Alfonso Ussía

La cesta

En una gran empresa inmobiliaria, a mediados del mes de noviembre, se reunía su Consejo de Administración con un único punto del Orden del Día: «Clasificación de Cestas de Navidad». Se discutía con ardor. Cinco eran los modelos de cestas a enviar a sus benefactores. Las mejores cestas se adjudicaban a los concejales y gestores de Urbanismo. Cestas de seis pisos, con latas de caviar iraní, botellas de champán francés, latas de «Foie», una pareja de jamones, lomos, whisky, ginebras, y toda suerte de viandas y elixires caros y apetecibles. En la clasificación B, correspondiente a los ministros, se excluían las latas de caviar y un jamón. En la C, subsecretarios y directores de los bancos, se reducían las botellas y también deseparecían las latas de «foie» que eran sustituidas por «paté» de cerdo. En la D, la cesta se resumía en una o dos botellas, latas de atún y de aceitunas rellenas de anchoas o pimientos, frutos navideños, turrón y una gran marea, casi un tsunami, de espumillón. Y en la categoría E, para los empleados de la inmobiliaria, la cesta era una birria, pero se envolvía en un atractivo papel de celofán y se coronaba con un lazo de seda que quedaba muy bien. No exagero cuando afirmo que las peleas entre los consejeros y directivos eran ásperas, porque entre ellos también existían diferencias. Un viejo consejero, fundador de la inmobiliaria, que había vendido una buena parte de sus acciones, dimitió irrevocablemente de su cargo porque le adjudicaron un solo jamón.

No obstante, la más modesta de las cestas era más generosa que la regalada por la Reina Isabel II y su esposo el duque de Edimburgo a Su Santidad el Papa Francisco, al que han rendido visita oficial en la Santa Sede. Para colmo, sólo han llevado una cesta, y han dejado sin productos provenientes de las huertas y viñedos de la Real Familia al Papa Benedicto, que ha pasado a ser considerado por el protocolo británico de «receptor A» a «ni un tarro de miel». Feo detalle de la Iglesia protestante cuya jefa es la Reina Isabel.
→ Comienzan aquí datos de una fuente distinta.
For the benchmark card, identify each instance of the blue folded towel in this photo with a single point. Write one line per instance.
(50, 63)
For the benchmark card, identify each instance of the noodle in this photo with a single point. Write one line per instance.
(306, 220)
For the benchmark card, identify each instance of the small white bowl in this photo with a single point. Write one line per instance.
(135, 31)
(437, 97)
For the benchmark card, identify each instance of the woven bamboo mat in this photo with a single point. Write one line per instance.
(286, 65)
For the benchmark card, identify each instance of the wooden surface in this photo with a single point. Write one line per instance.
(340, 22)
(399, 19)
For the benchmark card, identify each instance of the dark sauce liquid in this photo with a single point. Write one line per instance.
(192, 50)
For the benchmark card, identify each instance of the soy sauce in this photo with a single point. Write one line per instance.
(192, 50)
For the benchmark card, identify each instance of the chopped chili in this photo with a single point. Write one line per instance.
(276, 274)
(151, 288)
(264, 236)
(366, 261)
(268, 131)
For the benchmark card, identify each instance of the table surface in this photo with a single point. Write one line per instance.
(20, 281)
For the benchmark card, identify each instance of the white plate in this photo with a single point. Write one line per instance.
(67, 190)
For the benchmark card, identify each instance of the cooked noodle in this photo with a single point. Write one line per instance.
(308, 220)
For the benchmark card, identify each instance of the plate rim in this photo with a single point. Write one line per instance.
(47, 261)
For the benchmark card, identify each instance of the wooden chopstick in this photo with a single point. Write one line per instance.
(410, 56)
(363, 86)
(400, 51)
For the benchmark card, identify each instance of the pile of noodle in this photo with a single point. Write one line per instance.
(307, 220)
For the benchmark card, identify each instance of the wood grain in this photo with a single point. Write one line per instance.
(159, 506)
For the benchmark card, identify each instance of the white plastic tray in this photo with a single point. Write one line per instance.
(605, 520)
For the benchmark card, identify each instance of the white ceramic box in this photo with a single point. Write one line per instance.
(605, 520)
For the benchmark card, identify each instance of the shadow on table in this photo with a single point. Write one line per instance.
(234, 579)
Menos mal que el Papa Benedicto XVI es un santo y no un impertinente como el consejero arruinado que exigió dos jamones momentos antes de presentar su dimisión, que no fue tal porque se mantuvo en el consejo a pesar de la merma jamonera.

A un Papa no se le regala una cesta de esa cutrez. No es necesario regalarle nada, y el Papa no pide obsequios. Por lo normal, Su Santidad regala a sus visitantes ilustres un modesto recuerdo, y los visitantes ilustres un libro que el Papa hojea con falso interés y posteriormente es depositado en la biblioteca de los sótanos vaticanos, donde se guardan los libros que no sirven para nada. Pero mejor un libro de fotografías de la campiña inglesa y sus palacios y castillos que una cesta con una botella de whisky, otra de ginebra, dos frascos de miel y un surtido de jabones. Conjunto de productos altamente impertinentes que en siglos pasados podrían haber provocado una guerra. El Papa no bebe, el Papa puede o no gustar de la miel, y el Papa cumple con su higiene personal todos los días sin precisar que la Reina Isabel II le provea de jabones de aromaterapia. Como si Su Santidad, en correspondencia, le regala al duque de Edimburgo un tubo de pasta de dientes y a la Reina Isabel una botella de vino argentino en su caja de madera con espumillón.

Para colmo, no se trataba de productos adquiridos en comercios de los diferentes ramos, sino procedentes de sus posesiones, o lo que es igual, productos baratísimos. A veces, el Papa está obligado a soportar toda suerte de chapuzas y descortesías.